Some personalities seem to resolve themselves into a hand-shake. It is so eloquent that it leaves nothing more to be discovered about them. There is Peaker, the publisher, for example, who advances with outstretched hand and places it in yours as though it is something he wants to get rid of. It is a cold pudding of a hand, or a warm pudding of a hand, according to the weather, but, cold or warm, it is equally a pudding. What are you to do with it? It obviously doesn't belong to Peaker, or he would not be so anxious to get rid of it. You can't shake it, for it is as unresponsive as a jelly-fish, and no one can shake hands heartily with a jelly-fish. Hand-shaking must be mutual, or it is not at all. So you just hold it as long as civility demands, and then gently return it to Peaker, who goes and tries to get someone else to take it off his hands, so to speak.
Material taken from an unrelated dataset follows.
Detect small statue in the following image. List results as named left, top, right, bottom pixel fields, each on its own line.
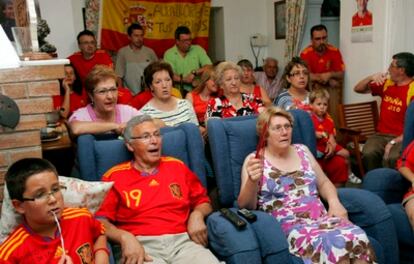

And at the other extreme is that hearty fellow Stubbings, the sort of man who

Hails you "Tom" or "Jack,"
And proves by thumping on your back
How he esteems your merit.

But he does not thump you on the back. He takes your hand—if you are foolish enough to lend it to him—and crushes it into a jumble of aching bones and shakes your arm well-nigh out of its socket. That's the sort of man I am, he seems to say. Nothing half-hearted about me, sir. Yorkshire to the backbone. Jannock right through, sir. (Oh, torture!) And I'm glad to see you, sir. (Another jerk.) He restores your hand, a mangled pain, and you are careful not to trust him with it again at parting. And there is the limp and lingering hand that seems so overcharged with affection that it does not know when to go, but lies in your palm until you feel tempted to throw it out of the window. But though there are hands that make you shudder and hands that make you writhe, the ritual is worth the occasional penalty we have to pay for it. It is the happy mean between the Oriental's formal salaam and the Russian's enormous hug, and if it has less dignity than the Arab's touch with the finger-tips, which is like a benediction, it has more warmth and more of the spirit of human comradeship. We shall need a lot of medical evidence before we cease to say with the most friendly of all poets:

Then here's a hand, my trusty frien'.
And gie's a hand o' thine.

ON A FINGER-POST

At the end of the orchard, where the road that climbs up the hillside from the valley crosses the old British track that had ambled along the slopes of the hills for thousands of years, stands a finger-post. One of its hands has fallen with age, and the other two are hardly legible, though with difficulty you may see that one of them directs the wayfarer to Dunstable. I have never seen anyone consult it, and on a moonlight night it looks the most gaunt and solitary thing on earth, for ever pointing a minatory finger over the glimmering landscape, like a prophet vainly directing a naughty and unheeding world to the land of Beulah. Nobody takes any notice of it.

But it has its moments of consequence. On high-days and holidays in the summer, days such as these, happy picnickers from afar, mostly school-children out for their annual treat, come to a halt at the old finger-post on their way to the summit of the hill. The horses are unhitched from the waggonette and are left to graze while the children spread their lunch or their tea on the Icknield Way, which here resumes the character of a green-ride over which the centuries have passed without record of change. But no one ever seems to want to go to Dunstable. I do not want to go to Dunstable myself. In time I suppose the poor old finger-post will tire of telling the world to go to Dunstable and will drop its second arm in weariness and despair.

I have no desire to go to Dunstable, because I like the name so much that I do not want to spoil the emotion of pleasure it gives me by any earthly contacts. I should as soon think of going to Dunstable as of going to Ashby-de-la-Zouch. I would not destroy the poetry that hangs about that name for anything the place could give me. Ashby-de-la-Zouch belongs to the realm of dreams, where high romance is always afoot and you may see any day some splendid knight in the tournament charging down upon his foe, while the beautiful heroine drops her handkerchief to show that she can bear no more. Why should I desecrate this agreeable fancy by discovering that Ashby-de-la-Zouch is (perhaps) a grubby little place with one frowsy tea-shop and a tin tabernacle? I do not say that that is what Ashby-de-la-Zouch is like. It may be a very nice place with a boulevard and a bandstand. I shall never know. But it could not possibly be like my Ashby-de-la-Zouch. Nothing could be like my Ashby-de-la-Zouch.